Supervised machine learning algorithms require large amounts of labeled data before they start giving useful results. But when labeled data is limited, these algorithms don’t generalise well to data they haven’t seen before. They also need a lot of domain expertise. In the current experiment, we have built a model to find the relevance of a news article for a specific topic with minimal labeled data. Another challenge is that since the topics are not fixed, we can’t use the traditional ML approach to solve this problem, as the number of classes are unknown at the time of training. We have used Natural Language Understanding(NLU) to tackle these issues. NLU is a subset of natural language processing that uses the semantic analysis of text to understand the meaning of sentences.
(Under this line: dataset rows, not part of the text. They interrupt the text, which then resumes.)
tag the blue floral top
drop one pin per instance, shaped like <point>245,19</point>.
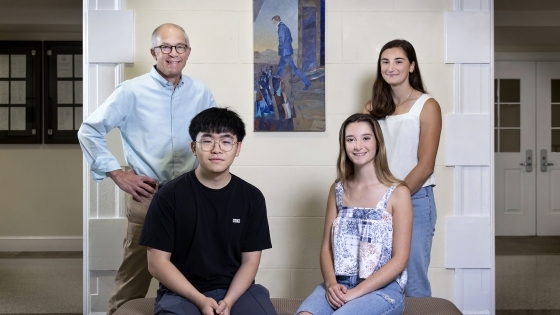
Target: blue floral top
<point>362,238</point>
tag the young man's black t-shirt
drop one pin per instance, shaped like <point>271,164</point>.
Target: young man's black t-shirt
<point>205,229</point>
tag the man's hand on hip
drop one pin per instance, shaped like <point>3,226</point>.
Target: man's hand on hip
<point>137,186</point>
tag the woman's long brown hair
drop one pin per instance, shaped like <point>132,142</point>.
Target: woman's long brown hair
<point>382,104</point>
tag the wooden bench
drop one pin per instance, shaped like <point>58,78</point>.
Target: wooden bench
<point>288,306</point>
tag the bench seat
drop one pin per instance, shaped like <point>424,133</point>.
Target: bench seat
<point>288,306</point>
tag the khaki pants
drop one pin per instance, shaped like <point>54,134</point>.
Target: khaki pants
<point>133,278</point>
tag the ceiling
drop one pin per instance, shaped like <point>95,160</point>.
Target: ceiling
<point>527,25</point>
<point>519,25</point>
<point>40,16</point>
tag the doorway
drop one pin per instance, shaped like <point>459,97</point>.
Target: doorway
<point>527,148</point>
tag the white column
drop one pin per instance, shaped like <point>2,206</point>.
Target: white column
<point>470,232</point>
<point>104,223</point>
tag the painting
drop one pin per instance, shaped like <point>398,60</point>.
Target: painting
<point>289,65</point>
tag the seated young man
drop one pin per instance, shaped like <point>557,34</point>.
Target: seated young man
<point>205,230</point>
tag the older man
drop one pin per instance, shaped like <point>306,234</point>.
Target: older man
<point>153,113</point>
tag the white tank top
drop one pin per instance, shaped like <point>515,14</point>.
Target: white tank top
<point>402,134</point>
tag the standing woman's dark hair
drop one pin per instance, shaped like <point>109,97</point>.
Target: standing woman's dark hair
<point>382,95</point>
<point>411,123</point>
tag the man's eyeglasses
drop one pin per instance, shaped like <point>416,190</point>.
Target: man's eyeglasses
<point>208,144</point>
<point>166,49</point>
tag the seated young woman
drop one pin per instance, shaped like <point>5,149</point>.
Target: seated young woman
<point>368,228</point>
Business Use Cases and Applications

There are multiple applications of this experiment. Some of them include –

1. Topic Relevance Identification: There are thousands of articles available for any topic on the internet. Using the approach in this experiment, we can exclude all the non-relevant articles and filter out all the relevant news. Also, we can find all the locations and organizations mentioned in the article using the entity extraction technique called Named Entity Recognition(NER).

2. Flagging a message/mail as spam: Today, telecommunication companies have little to no data on whether a message coming to a user is Ham or Spam. (Ham is a non-spam email) By the approach in this experiment, the messages can be classified into Ham or Spam, and then the keywords relevant to determining the spam messages can be extracted.